This page no longer updated from 31 October 2001. Latest version can be found at www.astronautix.com

astronautix.com Sounding Rockets

Suborbital rockets are used to for low cost access to space where observations or tests of limited duration are acceptable. They are also used to study the near-earth environment, test spacecraft components and reentry vehicles. Often sounding rockets are derived from surplus military rockets retired from service.


Launch Vehicle: Aerobee. Aerobee sounding rocket was developed by the Aerojet Engineering Corp.

Launch Vehicle: Deacon. First Deacon rockets launched from Wallops Island achieved a velocity of 1,400 m per second.

Launch Vehicle: Loki.

Loki solid-propellant antiaircraft missiles were used as sounding rockets. JPL fired first of a series of 3,544 Loki solid-propellant antiaircraft missiles at WSPG, the Army program ending after September 1955. Loki rocket was later used in ONR Rockoon upper atmosphere balloon-launched rocket research soundings.


Launch Vehicle: Rockoon.

The Rockoon low-cost technique was conceived during an Aerobee firing cruse of the Norton Sound in March 1949. The Rockoon (balloon-launched rocket) consisted of a small high-performance sounding rocket launched from a balloon above most of the atmosphere. Rockoons were first launched from icebreaker Eastwind off Greenland by an ONR group under James A. Van Allen. They were later used by ONR and University of Iowa research groups in 1953-55 and 1957, from ships in sea between Boston and Thule, Greenland.
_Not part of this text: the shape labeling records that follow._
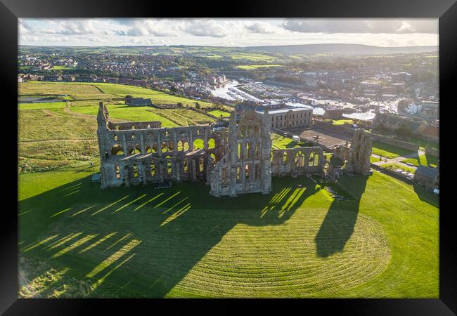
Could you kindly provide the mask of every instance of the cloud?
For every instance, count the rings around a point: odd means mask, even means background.
[[[181,29],[196,37],[225,37],[227,32],[214,20],[192,20],[186,21]]]
[[[251,33],[257,34],[272,34],[275,33],[275,30],[268,23],[256,22],[252,24],[246,25],[245,27]]]
[[[281,27],[302,33],[438,34],[437,19],[285,19]]]
[[[118,35],[129,37],[174,37],[177,36],[177,27],[167,20],[122,19],[121,25],[127,25],[127,31],[116,31]]]

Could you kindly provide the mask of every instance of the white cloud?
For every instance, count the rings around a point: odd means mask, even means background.
[[[43,45],[437,45],[437,19],[19,19],[20,43]]]
[[[303,33],[438,34],[437,19],[285,19],[281,26]]]
[[[196,37],[224,37],[227,30],[214,20],[187,20],[181,29]]]
[[[245,25],[245,27],[252,33],[272,34],[276,33],[275,29],[269,23],[256,22]]]

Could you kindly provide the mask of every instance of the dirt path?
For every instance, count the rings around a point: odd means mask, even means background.
[[[373,164],[377,166],[382,166],[383,164],[400,164],[403,166],[407,166],[409,168],[416,169],[417,169],[416,166],[407,165],[406,163],[401,162],[401,161],[407,159],[408,158],[418,158],[420,155],[423,154],[425,154],[425,152],[419,150],[418,152],[413,152],[412,154],[405,154],[404,156],[399,156],[395,158],[387,159],[387,161],[385,159],[385,157],[382,157],[380,162],[373,162]],[[379,156],[378,154],[372,154],[371,155],[375,158],[379,159]]]

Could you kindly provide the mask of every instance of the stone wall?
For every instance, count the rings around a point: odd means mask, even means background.
[[[323,176],[326,157],[320,147],[298,147],[271,152],[271,176],[295,178],[300,175]]]
[[[208,164],[219,160],[226,149],[224,133],[214,133],[209,126],[165,129],[160,121],[114,124],[102,103],[97,121],[102,188],[205,179]],[[203,148],[195,148],[196,140]]]
[[[425,154],[430,154],[430,156],[436,157],[437,158],[439,158],[439,150],[432,148],[431,147],[425,147]]]

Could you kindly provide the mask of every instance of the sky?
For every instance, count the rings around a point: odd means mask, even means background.
[[[20,18],[19,44],[252,46],[438,45],[438,19]]]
Launch Vehicle: Nike-Deacon. Two-stage rocket for heat transfer studies launched from NACA Wallops Island.

Launch Vehicle: Aerobee-Hi. Aerobee-Hi sounding rocket could deliver 100 kg to 200 km.
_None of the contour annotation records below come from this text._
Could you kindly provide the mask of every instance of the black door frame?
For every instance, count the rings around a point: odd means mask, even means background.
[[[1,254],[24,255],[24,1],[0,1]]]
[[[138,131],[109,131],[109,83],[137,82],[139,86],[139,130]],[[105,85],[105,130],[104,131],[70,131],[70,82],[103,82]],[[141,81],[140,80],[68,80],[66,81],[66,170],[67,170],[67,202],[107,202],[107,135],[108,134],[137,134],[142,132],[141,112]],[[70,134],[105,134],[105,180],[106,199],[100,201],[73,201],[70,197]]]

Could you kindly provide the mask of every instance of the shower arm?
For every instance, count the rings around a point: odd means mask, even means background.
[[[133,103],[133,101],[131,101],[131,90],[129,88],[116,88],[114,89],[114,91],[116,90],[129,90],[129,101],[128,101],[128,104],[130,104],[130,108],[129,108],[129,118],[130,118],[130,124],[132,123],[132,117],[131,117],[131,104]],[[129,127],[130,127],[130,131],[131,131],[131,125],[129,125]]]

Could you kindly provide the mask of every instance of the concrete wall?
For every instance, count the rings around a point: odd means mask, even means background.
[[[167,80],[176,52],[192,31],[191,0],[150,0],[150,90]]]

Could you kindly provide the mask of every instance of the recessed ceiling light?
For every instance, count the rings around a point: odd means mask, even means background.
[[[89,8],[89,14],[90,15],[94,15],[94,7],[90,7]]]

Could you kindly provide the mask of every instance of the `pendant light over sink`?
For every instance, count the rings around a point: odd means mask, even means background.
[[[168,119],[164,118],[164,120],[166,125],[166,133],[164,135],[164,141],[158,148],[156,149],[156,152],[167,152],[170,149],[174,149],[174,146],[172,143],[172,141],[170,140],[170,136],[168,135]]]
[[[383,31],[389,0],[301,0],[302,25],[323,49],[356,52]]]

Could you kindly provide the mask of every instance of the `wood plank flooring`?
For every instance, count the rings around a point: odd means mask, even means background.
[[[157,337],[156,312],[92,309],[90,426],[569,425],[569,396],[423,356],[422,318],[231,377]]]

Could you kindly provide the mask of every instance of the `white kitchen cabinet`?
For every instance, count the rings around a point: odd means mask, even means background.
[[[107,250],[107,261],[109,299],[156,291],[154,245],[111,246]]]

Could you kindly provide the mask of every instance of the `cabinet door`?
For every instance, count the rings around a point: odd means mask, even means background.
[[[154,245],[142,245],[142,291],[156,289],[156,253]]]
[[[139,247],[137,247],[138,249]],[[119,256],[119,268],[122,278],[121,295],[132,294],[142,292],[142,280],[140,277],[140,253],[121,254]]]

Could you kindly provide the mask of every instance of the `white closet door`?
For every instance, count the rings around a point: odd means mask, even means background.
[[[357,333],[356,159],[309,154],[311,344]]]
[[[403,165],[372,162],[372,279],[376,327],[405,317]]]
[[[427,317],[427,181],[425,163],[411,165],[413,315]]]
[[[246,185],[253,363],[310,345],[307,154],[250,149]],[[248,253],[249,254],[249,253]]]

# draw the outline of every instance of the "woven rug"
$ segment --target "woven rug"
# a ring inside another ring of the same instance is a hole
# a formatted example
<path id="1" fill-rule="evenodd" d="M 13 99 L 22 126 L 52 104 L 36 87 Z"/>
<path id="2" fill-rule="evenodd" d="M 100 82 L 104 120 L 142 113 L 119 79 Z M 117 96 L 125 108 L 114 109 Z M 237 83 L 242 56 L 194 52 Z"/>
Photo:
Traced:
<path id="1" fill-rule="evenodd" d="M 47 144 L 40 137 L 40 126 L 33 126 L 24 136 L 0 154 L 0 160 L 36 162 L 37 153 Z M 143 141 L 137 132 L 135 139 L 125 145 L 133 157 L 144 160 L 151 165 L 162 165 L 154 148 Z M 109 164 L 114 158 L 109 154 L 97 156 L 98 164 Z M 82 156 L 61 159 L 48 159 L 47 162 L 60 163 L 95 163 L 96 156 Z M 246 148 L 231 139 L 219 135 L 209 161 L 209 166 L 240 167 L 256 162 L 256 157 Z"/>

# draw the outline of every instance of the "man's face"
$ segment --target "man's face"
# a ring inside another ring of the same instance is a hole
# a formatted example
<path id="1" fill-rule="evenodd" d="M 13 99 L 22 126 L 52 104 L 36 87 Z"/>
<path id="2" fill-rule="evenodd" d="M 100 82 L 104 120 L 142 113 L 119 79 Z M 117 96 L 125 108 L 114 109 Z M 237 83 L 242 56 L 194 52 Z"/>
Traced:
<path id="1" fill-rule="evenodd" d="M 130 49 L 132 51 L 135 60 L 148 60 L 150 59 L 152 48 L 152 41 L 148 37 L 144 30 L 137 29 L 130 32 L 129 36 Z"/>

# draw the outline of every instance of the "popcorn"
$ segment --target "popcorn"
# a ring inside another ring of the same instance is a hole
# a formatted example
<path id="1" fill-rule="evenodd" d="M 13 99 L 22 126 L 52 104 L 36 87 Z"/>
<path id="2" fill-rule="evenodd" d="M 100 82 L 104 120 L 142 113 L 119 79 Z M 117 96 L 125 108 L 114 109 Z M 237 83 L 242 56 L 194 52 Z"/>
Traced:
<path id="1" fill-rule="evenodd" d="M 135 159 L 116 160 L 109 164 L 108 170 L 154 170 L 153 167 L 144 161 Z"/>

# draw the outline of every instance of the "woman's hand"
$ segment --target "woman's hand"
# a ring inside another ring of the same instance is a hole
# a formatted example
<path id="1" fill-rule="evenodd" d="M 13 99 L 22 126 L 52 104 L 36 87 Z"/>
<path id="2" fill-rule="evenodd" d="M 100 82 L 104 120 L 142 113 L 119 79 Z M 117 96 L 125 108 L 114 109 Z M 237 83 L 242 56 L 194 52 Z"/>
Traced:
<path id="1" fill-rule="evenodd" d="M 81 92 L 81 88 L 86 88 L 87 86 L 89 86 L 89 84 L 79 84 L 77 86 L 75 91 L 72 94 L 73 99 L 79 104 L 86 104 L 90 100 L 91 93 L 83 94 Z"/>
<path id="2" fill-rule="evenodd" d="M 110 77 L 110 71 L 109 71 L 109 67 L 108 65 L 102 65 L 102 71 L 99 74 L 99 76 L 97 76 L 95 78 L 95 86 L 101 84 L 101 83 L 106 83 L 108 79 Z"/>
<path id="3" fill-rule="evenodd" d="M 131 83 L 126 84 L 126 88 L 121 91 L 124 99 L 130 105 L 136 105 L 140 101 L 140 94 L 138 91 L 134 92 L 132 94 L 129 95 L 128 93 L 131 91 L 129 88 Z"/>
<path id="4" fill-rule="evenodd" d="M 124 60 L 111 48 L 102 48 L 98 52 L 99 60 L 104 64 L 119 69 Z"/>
Launch Vehicle: Asp. Sounding rocket, capable of payloads up to 35 kg.

Launch Vehicle: Rockair.

Rockair technique (resarch rocket launched from aircraft) by ONR and University of Maryland. A 2.75-inch FFAR rocket was fired from a Navy F2H-2 aircraft to an altitude of approximately 60,000 m. Rockair technique first suggested by Herman Oberth (1929) and others.


Launch Vehicle: Cajun. Cajun research rocket.

Launch Vehicle: Nike-Cajun. Nike-Cajun research rockets fired from Wallops Island in a cooperative NACA-University of Michigan project, attained an altitude of 140,000 m.

Launch Vehicle: Terrapin. Terrapin sounding rockets, launched from Wallops Island, consisted of a Deacon and T55 rocket and carried a payload of 3.5 kg to 130,000 m altitude.

Launch Vehicle: Wasp. Wasp research and develoment chaff and parachute rockets were used to obtain wind soundings to 260,000 m, fired by Naval Ordnance Missile Test Facility at WSPG.

Launch Vehicle: X-17. USAF X-17 flight test program at Cape Canaveral studied reentry problems by simulating reentry velocities and conditions with a three-stage solid-fuel Lockheed X-17. A total of 26 X-17 flights were conducted until March 1957.

Launch Vehicle: RM-10. Two-stage test vehicle to make heat transfer studies at high speed in free flight, launched from NACA's Pilotless Aircraft Reserach Station at Wallops Island, Va. Vehicle was developed by PARD of Langley Laboratory.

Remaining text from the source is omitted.